Fault array, fix retry, new parameter in Join activity #3182

smartwaystudio · 2022-07-04T11:45:25Z

This PR has breaking changes

Hi, I will try to set up my needs to explain what is this PR about. We are migrating our app core from custom Hangfire jobs to Elsa workflows with custom activities to enrich our app and also to have the ability to modify the workflows without making changes on the code. So, the first thing I did was to copy my hangfire flow to custom activities on Elsa. Everything was OK and the workflow was being executing with the same results. Then, I started do dig more, so, I purpossely failed some activities (custom and fault activity) to try the retry functionality and it wasn't working. Already opened an issue with the problem . If I couldn't retry my failed activities, I would need to give up elsa, so I started to checking the core code. I saw that Workflowinstance.CurrentActivity was always null, so the reviver was always using the first workflow activity as retry. But also found another problem (at least in my scenario). Elsa was only saving to database the last fault activity, so, in a loop or fork, just the last fault activity was being tagged as faulted, the others were OK. I changed the fault attribute to faults as SimpleStack. Now, I can save all the faulted activities. And, then, changed the reviver to check if there are faulted activities to schedule on retry. Now it's working good, even the retry. Now you can retry all the faulted activities inside a loop.

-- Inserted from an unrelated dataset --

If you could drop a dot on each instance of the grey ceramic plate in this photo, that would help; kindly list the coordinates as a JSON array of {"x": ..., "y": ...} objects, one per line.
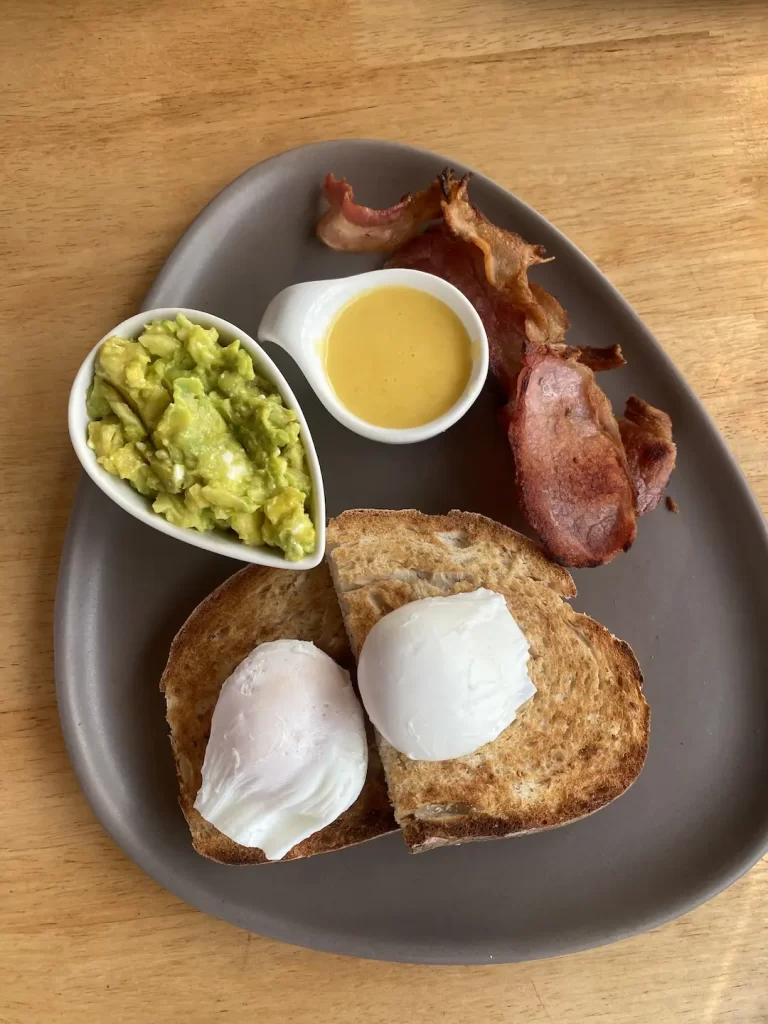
[{"x": 691, "y": 597}]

(Be careful with how you design your loop. If the activities input are dependant on other activities, for example, the output of the loop, it won't work as expected, because it will use the last output of the loop as input for every activity that uses "return foreach.Output()". The way to solve this is to transmit the input from the first activity in the loop to the input of the next activity, just returning it as output.)

Also, I found another problem. In a fork scenario, the final join continues the execution (with both configuration modes) even if the inbound activities has failed (tagged as faulted). I added a new parameter (bool) to the Join activity that prevents that. It checks if there are fault or scheduled activities (this change is chained with the previous) and stop the execution. Just changed IsDone method. Now, it will add to the journal the activities that have faulted, like the inbounds journal data.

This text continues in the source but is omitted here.